Result: an NGO FORUM in frame of so called "Baltic Sea Days" (23.-25.April, Berlin - see programme). Those of the hand-selected NGOs who are invited to participate (just a selected part of them who are active in Baltic Sea Cooperation) will be just a false front for German Government's definition of brave NGOs: science and business (in the role of the "good guys").
It is not difficult to understand that science and business are the "better NGOs" in German understanding: both clearly are "non-governmental" and will assure the minimum of what Foreign Office needs for this short term interest in Baltic Sea Co-operation: MONEY and REPUTATION. This "German practice" shows that NGOs are not even required to attend an "NGO FORUM" - there is no common understanding, no common definition and no common law in the Baltic Sea States (on NGOs activities). An NGO-network - if it would have a more reliable base - would never have a common understanding, which could be similar in all CBSS-states. And for the EUs Baltic Sea Strategy encouragement of "Civil Society" is not topic at all! So why to discuss about this Strategy at all, not demanding support for Civil Society should be a seperate topic for the strategy?
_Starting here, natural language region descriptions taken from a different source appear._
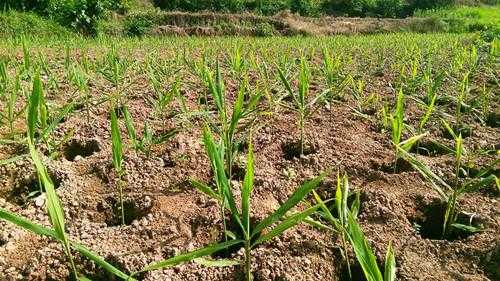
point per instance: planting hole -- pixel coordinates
(234, 228)
(292, 150)
(28, 189)
(465, 130)
(356, 272)
(430, 224)
(98, 273)
(401, 166)
(83, 149)
(490, 263)
(493, 120)
(431, 148)
(133, 210)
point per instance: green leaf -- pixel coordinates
(467, 228)
(205, 189)
(289, 222)
(191, 255)
(247, 191)
(390, 264)
(55, 121)
(33, 103)
(116, 142)
(296, 197)
(129, 123)
(41, 230)
(12, 159)
(436, 182)
(363, 251)
(216, 158)
(408, 144)
(216, 263)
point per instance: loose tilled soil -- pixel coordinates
(166, 216)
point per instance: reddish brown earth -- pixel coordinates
(172, 217)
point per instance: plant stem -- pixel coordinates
(248, 261)
(346, 256)
(301, 124)
(71, 262)
(120, 188)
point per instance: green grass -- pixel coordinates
(14, 23)
(466, 18)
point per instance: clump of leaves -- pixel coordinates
(116, 142)
(275, 224)
(302, 104)
(148, 139)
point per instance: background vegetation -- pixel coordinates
(136, 17)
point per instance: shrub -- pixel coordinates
(82, 15)
(137, 25)
(306, 7)
(200, 5)
(268, 7)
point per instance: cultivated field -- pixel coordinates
(369, 157)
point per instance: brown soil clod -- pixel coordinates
(493, 120)
(430, 224)
(30, 188)
(356, 272)
(291, 150)
(401, 166)
(430, 148)
(465, 130)
(101, 274)
(81, 148)
(490, 263)
(133, 210)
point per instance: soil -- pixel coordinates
(166, 216)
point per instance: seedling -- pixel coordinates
(79, 78)
(340, 224)
(448, 194)
(301, 103)
(251, 236)
(229, 126)
(148, 138)
(397, 126)
(345, 223)
(117, 159)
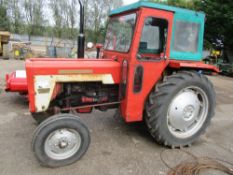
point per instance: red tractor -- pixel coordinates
(150, 68)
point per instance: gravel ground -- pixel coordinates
(116, 148)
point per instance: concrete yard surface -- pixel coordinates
(116, 148)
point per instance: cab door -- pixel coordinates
(150, 53)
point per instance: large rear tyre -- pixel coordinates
(180, 108)
(60, 140)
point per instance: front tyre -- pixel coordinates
(60, 140)
(180, 108)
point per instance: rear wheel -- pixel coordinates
(60, 140)
(180, 108)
No, this will not happen so soon, and surely not in Berlin 2012. Better not so speak about it - and listen only to those selected speakers. Science will deliver some nice statistics about what the ruling class of politicians call "Civil Society"; people's activities will continue to be just object of scientists, but not partner.

Who cares?

So, who cares at all about this two days Berlin event? Who will notice in Germany that a Council of Baltic Sea States could improve opportunities for activities of Civil Society? May be the whole CBSS will soon disappear - like the Lithuanian presidency would have preferred in 2010. Germany and German Foreign Office - the second time after the Luebeck Conference in 2001 - will show how big the ignorance of politicians towards Civil Society is. All those people who are truly engaged in their projects, contacts and co-operation in the Baltic Sea Region have to summarize: We would have wanted it to be different.
Beside all this short time Berlin glamour their are projects of Citizen Initiatives, youngsters, engaged people. But politicians and governments seem to be very far from encouraging them. Some 200.000 Euro will be spend for just a nice show-up for those who like to pontificate. This money could be used better, that is the only result which seem to be sure. It has been used to pay two young acedemics for pumping up the  "German NGO Platform" just for some month, untill the German CBSS-presidency is over. The conclusion is very simply: IF giving money, why not for real NGO's projects?